Als Pflegedienstleitung weiß Ulrike Müller auch von den Ängsten und Sorgen ihrer Kolleginnen und Kollegen: „Manchmal konnten sie wegen der hohen Belastung eigentlich nicht mehr und hatten auch Sorge um die eigene Gesundheit … aber sie haben trotzdem durchgehalten. Der Zusammenhalt im Team war einfach toll.“ Umso mehr freut sie sich deshalb auch über die gesellschaftliche Anerkennung: „Unser Beruf ist in ein anderes, ein besseres Licht gerückt.“ Auch im Freundes- und Bekanntenkreis habe sie immer wieder aufrichtige Wertschätzung für ihr berufliches Engagement erfahren. Manche Kolleginnen hatten aber auch mit Problemen zu kämpfen, wie in einer abschließenden Gesprächsrunde mit einigen Pflegekräften sowie Bewohnerinnen und Bewohnern deutlich wurde.

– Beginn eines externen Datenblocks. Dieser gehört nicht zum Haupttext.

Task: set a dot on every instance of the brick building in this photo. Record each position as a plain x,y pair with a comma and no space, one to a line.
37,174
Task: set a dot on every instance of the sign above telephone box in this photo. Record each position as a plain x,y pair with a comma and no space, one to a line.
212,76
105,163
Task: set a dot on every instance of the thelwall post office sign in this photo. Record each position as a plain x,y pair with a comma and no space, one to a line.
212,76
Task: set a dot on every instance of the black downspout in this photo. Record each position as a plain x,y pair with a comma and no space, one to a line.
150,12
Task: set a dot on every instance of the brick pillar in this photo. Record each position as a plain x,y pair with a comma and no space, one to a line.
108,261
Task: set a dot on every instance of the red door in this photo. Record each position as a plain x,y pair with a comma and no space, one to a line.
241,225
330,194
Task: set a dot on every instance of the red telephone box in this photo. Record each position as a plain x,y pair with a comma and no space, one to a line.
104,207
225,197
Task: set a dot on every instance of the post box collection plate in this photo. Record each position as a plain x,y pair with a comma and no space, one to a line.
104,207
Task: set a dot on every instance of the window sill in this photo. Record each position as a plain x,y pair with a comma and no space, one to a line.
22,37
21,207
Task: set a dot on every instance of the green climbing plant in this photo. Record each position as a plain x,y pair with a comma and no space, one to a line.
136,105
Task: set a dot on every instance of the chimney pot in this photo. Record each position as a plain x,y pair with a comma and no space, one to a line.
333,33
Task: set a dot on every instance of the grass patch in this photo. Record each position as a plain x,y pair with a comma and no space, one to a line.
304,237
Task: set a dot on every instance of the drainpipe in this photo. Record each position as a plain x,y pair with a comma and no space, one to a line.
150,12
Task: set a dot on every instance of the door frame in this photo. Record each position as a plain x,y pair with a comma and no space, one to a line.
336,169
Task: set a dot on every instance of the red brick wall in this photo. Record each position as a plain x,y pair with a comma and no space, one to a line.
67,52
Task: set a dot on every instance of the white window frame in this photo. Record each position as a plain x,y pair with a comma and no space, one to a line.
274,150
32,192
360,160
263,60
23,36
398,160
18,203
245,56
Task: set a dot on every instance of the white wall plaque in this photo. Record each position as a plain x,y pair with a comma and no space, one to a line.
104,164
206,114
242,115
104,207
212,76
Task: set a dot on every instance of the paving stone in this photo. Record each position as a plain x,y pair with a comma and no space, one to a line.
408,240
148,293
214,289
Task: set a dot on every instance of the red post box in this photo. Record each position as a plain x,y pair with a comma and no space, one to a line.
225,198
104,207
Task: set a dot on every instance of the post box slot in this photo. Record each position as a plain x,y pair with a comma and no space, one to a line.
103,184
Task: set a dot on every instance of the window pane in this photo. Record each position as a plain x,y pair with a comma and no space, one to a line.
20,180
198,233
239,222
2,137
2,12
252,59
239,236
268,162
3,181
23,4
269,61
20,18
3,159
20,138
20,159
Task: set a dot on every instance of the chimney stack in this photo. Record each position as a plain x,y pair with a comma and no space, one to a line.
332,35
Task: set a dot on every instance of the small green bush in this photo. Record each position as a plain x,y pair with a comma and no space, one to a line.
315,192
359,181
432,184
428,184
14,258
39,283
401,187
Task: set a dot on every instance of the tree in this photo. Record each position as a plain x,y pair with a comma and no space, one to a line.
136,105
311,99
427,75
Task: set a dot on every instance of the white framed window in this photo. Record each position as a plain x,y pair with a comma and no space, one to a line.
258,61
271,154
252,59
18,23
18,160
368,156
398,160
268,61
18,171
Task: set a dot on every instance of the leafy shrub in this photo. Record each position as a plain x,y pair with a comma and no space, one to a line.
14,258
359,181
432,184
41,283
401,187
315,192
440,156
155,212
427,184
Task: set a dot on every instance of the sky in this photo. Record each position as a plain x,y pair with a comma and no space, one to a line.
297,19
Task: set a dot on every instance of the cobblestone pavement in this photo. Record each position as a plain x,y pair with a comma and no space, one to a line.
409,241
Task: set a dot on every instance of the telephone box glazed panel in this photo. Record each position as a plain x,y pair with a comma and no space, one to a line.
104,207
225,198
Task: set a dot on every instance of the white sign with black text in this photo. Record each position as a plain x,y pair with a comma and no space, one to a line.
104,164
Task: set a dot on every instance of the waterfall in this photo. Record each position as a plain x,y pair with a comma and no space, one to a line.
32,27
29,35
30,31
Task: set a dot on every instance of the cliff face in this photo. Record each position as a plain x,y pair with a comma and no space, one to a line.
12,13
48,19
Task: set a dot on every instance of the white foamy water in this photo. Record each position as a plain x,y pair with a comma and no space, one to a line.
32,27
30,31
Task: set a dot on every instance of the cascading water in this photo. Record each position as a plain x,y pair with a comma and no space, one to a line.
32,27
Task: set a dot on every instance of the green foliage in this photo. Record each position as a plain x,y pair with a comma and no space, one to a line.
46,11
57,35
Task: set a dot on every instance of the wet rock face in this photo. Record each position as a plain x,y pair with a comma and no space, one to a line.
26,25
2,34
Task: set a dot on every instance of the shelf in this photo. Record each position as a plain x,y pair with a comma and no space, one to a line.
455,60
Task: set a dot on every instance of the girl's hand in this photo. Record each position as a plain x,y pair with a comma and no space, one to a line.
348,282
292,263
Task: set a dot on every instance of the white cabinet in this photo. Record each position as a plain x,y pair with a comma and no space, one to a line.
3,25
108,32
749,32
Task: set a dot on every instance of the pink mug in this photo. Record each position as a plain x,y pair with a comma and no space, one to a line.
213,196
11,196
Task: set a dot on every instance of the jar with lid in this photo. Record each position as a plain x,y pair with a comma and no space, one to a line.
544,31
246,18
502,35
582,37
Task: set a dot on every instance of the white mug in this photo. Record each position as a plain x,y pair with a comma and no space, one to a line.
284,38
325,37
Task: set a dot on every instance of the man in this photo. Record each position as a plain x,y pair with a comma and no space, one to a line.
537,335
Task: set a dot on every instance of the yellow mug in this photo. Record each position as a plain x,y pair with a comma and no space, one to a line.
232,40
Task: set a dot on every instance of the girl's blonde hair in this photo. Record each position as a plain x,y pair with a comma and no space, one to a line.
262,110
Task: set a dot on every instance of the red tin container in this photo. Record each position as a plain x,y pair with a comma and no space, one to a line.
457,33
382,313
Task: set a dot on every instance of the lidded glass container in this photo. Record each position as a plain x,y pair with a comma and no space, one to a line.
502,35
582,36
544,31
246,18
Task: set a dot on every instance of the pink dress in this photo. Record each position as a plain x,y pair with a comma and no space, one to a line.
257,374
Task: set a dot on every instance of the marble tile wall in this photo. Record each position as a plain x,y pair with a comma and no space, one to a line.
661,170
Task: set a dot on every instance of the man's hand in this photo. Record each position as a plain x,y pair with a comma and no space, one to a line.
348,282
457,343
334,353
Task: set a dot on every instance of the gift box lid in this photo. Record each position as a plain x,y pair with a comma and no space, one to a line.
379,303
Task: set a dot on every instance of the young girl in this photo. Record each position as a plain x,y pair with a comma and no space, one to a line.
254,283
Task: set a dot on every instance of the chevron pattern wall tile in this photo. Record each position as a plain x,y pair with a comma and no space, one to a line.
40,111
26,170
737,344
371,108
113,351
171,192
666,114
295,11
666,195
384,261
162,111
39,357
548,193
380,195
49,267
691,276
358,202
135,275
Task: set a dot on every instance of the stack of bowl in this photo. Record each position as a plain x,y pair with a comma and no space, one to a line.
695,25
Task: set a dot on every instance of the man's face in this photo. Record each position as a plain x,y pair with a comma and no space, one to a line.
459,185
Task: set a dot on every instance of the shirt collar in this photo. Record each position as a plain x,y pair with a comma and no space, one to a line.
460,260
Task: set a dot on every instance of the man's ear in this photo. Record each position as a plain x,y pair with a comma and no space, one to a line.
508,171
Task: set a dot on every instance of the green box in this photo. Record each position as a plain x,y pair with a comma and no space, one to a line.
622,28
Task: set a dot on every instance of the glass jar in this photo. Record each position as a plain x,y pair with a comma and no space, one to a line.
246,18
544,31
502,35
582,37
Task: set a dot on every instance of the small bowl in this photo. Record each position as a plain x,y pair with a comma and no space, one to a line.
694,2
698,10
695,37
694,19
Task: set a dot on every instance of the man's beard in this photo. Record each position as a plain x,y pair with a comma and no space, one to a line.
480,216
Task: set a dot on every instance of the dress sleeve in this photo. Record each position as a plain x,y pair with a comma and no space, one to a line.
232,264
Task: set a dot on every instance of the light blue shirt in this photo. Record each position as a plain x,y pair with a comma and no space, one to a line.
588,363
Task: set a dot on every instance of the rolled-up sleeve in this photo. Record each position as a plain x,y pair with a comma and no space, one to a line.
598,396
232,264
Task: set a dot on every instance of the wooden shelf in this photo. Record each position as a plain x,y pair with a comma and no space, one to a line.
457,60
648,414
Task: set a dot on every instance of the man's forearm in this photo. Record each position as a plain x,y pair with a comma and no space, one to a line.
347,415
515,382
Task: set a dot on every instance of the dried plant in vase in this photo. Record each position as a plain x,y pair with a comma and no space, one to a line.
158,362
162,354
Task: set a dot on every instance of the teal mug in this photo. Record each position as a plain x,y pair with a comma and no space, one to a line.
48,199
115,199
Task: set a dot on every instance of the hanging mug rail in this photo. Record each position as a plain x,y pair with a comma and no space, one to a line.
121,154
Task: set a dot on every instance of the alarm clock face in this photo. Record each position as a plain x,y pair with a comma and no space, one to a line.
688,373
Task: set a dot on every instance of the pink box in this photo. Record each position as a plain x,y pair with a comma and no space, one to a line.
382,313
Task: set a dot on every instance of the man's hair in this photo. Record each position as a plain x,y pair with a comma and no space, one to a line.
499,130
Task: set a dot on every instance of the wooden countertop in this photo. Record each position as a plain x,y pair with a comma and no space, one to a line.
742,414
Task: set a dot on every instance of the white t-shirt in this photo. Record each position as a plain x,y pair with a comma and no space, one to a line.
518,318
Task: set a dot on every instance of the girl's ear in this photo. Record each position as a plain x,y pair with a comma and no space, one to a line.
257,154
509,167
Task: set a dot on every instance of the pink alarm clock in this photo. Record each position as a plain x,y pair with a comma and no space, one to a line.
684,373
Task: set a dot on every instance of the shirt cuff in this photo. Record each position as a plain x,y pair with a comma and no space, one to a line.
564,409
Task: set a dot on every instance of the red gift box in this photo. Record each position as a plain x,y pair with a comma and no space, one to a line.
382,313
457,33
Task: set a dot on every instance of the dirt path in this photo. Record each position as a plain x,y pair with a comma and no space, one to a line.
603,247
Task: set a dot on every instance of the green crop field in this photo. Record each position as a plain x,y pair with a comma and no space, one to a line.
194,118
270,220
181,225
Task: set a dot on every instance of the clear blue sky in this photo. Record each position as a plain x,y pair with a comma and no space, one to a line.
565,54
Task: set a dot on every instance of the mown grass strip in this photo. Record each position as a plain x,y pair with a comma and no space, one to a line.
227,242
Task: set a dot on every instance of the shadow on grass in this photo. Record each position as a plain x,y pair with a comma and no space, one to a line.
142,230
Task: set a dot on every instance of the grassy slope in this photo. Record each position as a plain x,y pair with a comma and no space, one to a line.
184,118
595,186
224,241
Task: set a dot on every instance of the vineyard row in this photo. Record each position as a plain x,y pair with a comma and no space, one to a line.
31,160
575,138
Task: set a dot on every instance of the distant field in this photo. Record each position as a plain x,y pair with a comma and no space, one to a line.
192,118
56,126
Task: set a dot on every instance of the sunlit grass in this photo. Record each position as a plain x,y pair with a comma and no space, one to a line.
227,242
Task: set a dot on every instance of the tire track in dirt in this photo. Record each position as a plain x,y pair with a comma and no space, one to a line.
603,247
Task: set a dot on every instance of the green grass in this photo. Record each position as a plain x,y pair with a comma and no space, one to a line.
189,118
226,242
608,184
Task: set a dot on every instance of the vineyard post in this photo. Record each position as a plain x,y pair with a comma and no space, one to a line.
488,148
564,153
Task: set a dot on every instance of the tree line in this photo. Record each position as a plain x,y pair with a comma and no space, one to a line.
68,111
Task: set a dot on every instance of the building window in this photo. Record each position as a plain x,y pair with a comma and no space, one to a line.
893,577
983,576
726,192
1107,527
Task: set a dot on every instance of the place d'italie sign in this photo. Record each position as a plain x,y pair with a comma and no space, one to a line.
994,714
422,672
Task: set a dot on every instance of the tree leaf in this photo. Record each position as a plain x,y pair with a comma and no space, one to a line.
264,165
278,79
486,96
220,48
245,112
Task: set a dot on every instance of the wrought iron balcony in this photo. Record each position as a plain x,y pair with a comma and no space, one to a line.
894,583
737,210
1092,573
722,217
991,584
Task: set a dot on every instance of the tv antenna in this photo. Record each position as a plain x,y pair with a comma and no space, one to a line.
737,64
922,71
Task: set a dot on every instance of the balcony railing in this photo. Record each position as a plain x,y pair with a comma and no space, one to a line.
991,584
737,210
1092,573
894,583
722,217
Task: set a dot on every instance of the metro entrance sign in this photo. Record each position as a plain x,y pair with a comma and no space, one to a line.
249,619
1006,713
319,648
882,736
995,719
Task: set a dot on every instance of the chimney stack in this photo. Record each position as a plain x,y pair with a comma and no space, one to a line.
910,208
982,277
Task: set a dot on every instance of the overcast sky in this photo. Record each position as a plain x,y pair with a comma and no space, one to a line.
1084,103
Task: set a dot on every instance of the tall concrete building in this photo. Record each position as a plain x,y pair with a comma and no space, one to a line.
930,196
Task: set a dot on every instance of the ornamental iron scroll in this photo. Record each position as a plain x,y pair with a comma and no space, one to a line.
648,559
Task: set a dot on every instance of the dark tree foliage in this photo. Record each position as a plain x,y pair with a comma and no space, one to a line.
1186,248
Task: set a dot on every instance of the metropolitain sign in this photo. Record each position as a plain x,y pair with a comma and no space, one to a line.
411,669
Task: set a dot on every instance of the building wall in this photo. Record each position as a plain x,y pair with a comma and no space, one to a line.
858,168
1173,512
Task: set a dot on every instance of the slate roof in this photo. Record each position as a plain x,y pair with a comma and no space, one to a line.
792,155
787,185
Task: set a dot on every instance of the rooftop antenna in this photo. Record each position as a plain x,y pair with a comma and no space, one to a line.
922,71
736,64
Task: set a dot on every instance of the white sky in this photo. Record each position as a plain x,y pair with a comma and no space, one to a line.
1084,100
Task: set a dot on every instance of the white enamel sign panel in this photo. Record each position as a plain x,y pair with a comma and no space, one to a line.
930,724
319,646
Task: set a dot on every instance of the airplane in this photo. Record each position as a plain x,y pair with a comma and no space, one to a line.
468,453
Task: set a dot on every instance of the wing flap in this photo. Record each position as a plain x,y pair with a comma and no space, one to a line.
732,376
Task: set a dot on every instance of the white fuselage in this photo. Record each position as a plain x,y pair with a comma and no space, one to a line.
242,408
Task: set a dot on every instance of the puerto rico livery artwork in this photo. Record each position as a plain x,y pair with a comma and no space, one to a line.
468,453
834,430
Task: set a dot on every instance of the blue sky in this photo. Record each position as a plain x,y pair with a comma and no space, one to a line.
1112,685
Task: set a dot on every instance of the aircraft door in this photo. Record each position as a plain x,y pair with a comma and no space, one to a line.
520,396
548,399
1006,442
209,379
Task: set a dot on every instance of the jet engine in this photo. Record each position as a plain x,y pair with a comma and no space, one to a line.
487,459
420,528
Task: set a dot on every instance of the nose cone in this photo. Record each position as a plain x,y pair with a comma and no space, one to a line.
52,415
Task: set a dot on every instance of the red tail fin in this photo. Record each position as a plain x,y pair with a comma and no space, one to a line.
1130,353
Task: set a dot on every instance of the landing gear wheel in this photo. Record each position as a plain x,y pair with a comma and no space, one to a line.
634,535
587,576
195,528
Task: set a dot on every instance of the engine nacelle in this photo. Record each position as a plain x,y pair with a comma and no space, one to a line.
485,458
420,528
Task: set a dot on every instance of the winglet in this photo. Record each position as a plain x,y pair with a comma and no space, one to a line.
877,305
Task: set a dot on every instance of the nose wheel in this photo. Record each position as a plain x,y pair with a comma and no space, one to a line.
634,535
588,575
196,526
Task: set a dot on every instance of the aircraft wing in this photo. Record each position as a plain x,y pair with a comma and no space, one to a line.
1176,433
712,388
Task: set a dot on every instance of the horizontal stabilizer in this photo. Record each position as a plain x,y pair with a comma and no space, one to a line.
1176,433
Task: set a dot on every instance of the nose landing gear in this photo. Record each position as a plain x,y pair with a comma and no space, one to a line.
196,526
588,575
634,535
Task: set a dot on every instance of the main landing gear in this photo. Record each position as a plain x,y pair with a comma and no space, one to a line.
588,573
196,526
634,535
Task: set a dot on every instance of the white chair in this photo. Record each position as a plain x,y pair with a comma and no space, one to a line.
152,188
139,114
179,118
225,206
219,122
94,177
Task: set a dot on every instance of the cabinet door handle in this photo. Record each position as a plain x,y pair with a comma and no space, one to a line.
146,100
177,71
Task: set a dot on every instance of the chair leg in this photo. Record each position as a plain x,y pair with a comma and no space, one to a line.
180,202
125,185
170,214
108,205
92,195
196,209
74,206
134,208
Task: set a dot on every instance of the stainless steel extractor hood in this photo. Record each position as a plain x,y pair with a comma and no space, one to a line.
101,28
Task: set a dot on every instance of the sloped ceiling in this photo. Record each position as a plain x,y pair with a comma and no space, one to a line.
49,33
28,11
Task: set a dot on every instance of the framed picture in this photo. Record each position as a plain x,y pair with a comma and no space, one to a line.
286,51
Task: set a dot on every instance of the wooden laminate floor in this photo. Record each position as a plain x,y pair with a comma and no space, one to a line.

Da gab es Familienangehörige, die ehrlich Angst um die Gesundheit der Pflegekräfte hatten, was zuhause auch schon mal für Diskussionen sorgte. Oder Mitarbeitende, die sich im privaten Umfeld isolierten, um weder Freunde und Familie noch ihre Arbeitskollegen zu gefährden.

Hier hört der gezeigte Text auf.